What Maine — and every other thing happening in politics right now —teaches us
The DC establishment really doesn’t get it
I am more than a little bemused by the punditry’s reaction to Governor Mills deciding to drop out of the Senate race. An incumbent Governor backed Chuck Schumer couldn’t compete with an outsider populist? Shocking! Stunning! Mind blowing!
Unless you looked at pretty much every other thing happening in politics right now. There are some clues that DC pundits might want to take note of.
Take a look at the current state of Senate primaries where Senate Democratic Leader Chuck Schumer has played a role. I list the following facts not to beat up on Schumer, but to make a point: voters are not in a mood to be told what to do by the Democratic leadership in Washington, DC.
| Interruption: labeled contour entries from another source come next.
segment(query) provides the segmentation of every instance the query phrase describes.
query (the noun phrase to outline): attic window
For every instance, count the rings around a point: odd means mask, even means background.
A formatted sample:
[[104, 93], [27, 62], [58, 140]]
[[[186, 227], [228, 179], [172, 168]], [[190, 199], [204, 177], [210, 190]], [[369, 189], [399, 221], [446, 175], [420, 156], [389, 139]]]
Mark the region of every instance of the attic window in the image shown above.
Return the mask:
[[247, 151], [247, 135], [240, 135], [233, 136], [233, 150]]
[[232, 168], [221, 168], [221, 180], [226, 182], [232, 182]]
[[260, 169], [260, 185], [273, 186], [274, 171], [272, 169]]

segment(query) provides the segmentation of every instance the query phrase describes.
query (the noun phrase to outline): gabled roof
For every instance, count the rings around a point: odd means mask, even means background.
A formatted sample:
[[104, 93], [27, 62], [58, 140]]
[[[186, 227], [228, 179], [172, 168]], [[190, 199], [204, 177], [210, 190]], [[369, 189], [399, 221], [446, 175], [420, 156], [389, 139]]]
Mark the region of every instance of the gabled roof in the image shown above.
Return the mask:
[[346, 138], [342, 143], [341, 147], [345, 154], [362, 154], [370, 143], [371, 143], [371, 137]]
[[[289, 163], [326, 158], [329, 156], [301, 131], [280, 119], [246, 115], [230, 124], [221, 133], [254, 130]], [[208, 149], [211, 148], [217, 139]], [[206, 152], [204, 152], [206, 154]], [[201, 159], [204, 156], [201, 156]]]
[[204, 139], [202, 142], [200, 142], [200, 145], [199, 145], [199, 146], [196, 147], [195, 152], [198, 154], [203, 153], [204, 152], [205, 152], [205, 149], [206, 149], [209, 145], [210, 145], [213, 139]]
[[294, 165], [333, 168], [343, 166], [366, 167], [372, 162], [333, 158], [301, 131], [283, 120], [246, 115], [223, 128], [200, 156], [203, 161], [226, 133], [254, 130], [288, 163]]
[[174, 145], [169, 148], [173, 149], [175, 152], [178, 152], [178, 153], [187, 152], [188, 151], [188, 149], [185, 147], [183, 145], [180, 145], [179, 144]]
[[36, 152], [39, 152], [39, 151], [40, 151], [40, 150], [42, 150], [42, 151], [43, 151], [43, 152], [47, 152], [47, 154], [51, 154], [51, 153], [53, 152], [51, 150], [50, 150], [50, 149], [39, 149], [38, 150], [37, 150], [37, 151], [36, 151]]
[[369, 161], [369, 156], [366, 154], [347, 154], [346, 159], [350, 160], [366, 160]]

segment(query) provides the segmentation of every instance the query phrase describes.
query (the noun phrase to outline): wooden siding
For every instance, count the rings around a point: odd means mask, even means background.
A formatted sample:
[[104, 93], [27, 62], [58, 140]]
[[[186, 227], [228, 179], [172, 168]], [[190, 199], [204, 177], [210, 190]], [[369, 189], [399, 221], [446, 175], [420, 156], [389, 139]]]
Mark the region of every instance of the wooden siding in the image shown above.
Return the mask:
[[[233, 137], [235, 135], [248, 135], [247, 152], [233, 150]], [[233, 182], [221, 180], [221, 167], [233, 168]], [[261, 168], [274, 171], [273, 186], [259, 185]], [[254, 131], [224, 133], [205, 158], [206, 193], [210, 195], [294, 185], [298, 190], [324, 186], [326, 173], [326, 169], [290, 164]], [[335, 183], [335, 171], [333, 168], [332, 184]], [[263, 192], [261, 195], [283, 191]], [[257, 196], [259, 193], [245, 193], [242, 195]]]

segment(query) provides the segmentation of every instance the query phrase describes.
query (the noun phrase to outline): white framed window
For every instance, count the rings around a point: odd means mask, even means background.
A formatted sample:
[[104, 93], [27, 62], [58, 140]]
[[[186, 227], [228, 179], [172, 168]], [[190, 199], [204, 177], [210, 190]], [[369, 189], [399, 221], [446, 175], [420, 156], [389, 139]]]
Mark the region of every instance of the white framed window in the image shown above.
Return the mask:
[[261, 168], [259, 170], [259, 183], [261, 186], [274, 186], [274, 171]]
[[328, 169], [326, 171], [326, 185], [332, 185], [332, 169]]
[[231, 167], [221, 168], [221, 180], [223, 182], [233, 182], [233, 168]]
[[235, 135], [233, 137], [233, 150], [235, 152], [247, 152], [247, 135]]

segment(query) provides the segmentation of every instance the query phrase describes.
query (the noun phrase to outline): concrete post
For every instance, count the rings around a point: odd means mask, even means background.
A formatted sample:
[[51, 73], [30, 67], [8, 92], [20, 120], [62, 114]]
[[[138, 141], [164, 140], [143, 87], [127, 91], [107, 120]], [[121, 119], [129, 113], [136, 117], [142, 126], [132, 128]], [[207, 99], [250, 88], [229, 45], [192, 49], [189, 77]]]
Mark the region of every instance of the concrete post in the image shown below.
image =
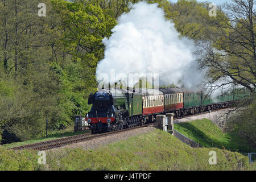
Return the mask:
[[168, 117], [168, 132], [173, 135], [174, 130], [174, 113], [166, 114], [166, 116]]
[[163, 125], [165, 124], [165, 115], [156, 115], [156, 128], [163, 130]]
In Michigan, the primary candidate backed by Schumer, Haley Stevens, is trailing not one but two populist anti-establishment candidates. In Texas, the candidate backed by Schumer, Colin Allred, who lost badly to Ted Cruz in 2024, was recruited to run again, and ended up pulling out because two outsider candidates were beating him badly. In the end the least known candidate at the start of the race, James Talerico, won. In Iowa, the candidate recruited by Schumer, Josh Turek, has been trailing the populist running against him, Zach Wahls, by a huge margin. Vote Vets, a group aligned with Senate democrats, just raised $5,000,000 to try and save Turek’s candidacy, but I suspect it won’t work. And in Minnesota, Schumer’s preferred candidate Angie Craig has been trailing Lt Governor Peggy Flanagan.
Take a look at the recent history of how elections have gone in this country.
With the exception of the 2012 re-election of Obama, who beat Mitt Romney by running a populist campaign exploiting Mitt’s background as the CEO of a private equity firm, every election in the last 20 years has resulted in the party in power losing either the presidency or control of either the House, the Senate, or both. In 2006, President Bush’s party lost both the House and Senate. In 2008, the Democratic establishment frontrunner (Hillary Clinton) lost the primary, and then the young upstart that beat her won the general election. In 2010, Obama’s party lost 63 seats in the House and 6 in the Senate. Bain Capital saved us in 2012, but then Democrats got hammered in 2014. Clinton got shocked by Trump in 2016. Dems proceeded to win 40 seats in the House in 2018, and then beat Trump and his party in 2020, winning a trifecta. In 2022, Dems stemmed the expected red tide, but still lost the House, and in 2024 that red tide came to shore.
Finally, take a look at current polling trends. Trump is way, way, way underwater, as one would expect a president this disastrous to be. Not surprisingly given that fact, Democrats are leading in the generic Congressional ballot. But Democrats as a party are not much more popular than Trump.
Why is that? Two reasons. One is that Democratic voters (and the Independents who usually vote Democratic) themselves are not enthusiastic about what they perceive the party is these days. Democratic leaders in DC are not popular with Democratic voters. The other is that working class swing voters don’t like either political party’s establishment.
This is not a left-right thing: big numbers of voters really don’t like either party. That is true with working class swing voters, with voters who voted for Democrats in 2020 but didn’t vote in 2024, with fervent Democrats who don’t get why we aren’t fighting back harder against Trump. What all three of those crucial blocs of voters share is they don’t like either Trump or the Democratic Party leadership.
What they do like is candidates and elected officials who will fight the powers that be—greedy corporations, powerful billionaires, party leaders—in order to deliver for them on the issues they care the most about. They want politicians who will fight like hell for higher wages, lower costs, and taking on greedy corporations who are constantly screwing people. If Democrats give them fighters like that, people will vote for them every time they are on the ballot.
One final thought: candidates who do not feel like they were born and bred to be politicians, candidates who don’t sound like everything coming out of their mouths was poll tested, are a lot more likely to be forgiven for their flaws than the establishment candidates served up by, well, the party establishment. Going back to Maine, what Platner said and did in his youth was dumb and offensive, but voters know they did a lot of dumb and offensive stuff when they were young, too—especially coming out of a trauma like war. That is why the millions of dollars of attack ads from the Mills campaign had no impact at all. When people see candidates like Platner and Dan Osborn, they think: those people’s lives are a lot like mine, maybe they will actually fight for me.
Our country is at the high water mark in terms of a kind of screw the establishment populism. Democratic leaders should embrace the moment rather than fighting it.